Praktisch jeder könnte so mit einem Klick identifizierbar sein.

Thomas Zerdick, Referatsleiter IT Policy, Europäischer Datenschutzbeauftragter: „Da werden einfach Informationen eingesaugt und benutzt.”

Die New York Times schreibt schon vom „Ende der Privatsphäre”. Und das steckt dahinter: Mit Hilfe von Gesichtserkennungs-Software kann Clearview offenbar Bilder von Gesichtern mit rund drei Milliarden Aufnahmen in einer gigantischen Datenbank abgleichen. Darin sind öffentlich zugängliche Fotos gespeichert – inklusive Link, woher sie stammen. Die Vergleichsbilder in der Datenbank hat Clearview etwa aus sozialen Medien wie Facebook abgegriffen. Was öffentlich zugänglich war, wurde automatisiert abgesaugt – ohne Zustimmung der Nutzer, ohne Kontrolle. Mit der Software könnten Stalker zum Beispiel mit einem Klick privateste Daten über ihre Opfer herausfinden. Arbeitgeber könnten Mitarbeiter und Bewerber komplett durchleuchten, Behörden könnten Bürger ausforschen.
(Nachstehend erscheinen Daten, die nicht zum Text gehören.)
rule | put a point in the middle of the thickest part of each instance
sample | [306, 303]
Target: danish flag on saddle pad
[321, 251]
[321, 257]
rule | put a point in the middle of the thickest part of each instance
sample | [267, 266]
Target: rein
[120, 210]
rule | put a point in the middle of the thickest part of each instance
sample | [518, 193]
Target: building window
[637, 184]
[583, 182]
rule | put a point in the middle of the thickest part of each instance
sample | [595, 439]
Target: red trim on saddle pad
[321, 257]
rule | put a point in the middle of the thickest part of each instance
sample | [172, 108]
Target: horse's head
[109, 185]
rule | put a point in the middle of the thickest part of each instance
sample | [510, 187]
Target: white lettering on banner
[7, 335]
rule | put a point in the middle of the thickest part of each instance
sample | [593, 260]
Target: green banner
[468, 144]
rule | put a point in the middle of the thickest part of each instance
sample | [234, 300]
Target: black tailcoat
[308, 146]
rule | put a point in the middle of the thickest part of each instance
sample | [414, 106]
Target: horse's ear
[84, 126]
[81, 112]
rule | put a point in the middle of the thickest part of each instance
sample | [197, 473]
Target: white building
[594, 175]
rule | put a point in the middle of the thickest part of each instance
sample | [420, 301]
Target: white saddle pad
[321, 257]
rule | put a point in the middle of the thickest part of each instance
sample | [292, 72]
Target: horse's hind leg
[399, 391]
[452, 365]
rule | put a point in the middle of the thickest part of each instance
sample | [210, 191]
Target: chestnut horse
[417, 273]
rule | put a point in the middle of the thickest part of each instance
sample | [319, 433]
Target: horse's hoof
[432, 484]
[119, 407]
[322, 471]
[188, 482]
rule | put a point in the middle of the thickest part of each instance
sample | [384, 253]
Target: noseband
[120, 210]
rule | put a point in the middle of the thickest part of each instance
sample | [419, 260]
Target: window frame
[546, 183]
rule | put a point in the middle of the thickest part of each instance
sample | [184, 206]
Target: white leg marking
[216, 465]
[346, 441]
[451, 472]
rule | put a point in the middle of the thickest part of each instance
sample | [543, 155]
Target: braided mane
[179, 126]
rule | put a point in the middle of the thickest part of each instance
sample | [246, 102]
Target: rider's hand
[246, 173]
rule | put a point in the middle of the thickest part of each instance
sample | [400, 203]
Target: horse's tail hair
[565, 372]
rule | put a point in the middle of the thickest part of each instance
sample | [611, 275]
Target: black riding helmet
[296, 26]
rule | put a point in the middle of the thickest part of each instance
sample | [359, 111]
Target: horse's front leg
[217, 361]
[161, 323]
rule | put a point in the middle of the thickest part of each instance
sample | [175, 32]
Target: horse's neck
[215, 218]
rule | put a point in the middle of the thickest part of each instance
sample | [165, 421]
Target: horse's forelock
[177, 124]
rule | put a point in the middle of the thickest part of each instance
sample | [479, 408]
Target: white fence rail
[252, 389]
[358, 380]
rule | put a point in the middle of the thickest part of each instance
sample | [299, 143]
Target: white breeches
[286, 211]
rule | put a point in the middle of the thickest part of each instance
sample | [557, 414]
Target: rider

Clearview verkauft sein Programm bislang offenbar vor allem an staatliche Stellen. Hunderte US-Polizeibehörden sollen die Software schon getestet oder gekauft haben. Diese Frau etwa soll mit Hilfe von Clearview eines Diebstahls überführt worden sein. Die Software glich ihr Fahndungsbild mit der Datenbank ab. So kamen die Ermittler auf ihr Facebook-Profil. Und konnten sie an ihrem Tattoo endgültig zuordnen. Bei Ermittlungen kann so eine Software hilfreich sein. Aber was, wenn Fehler passieren? Wo liegen die Grenzen?

Yvonne Hofstetter, Autorin und IT-Unternehmerin: „Das ist eine neue Dimension, mit der wir konfrontiert sind und wir haben im Moment auch dafür, wie für viele andere Dinge in der Digitalisierung, noch keine Lösung.”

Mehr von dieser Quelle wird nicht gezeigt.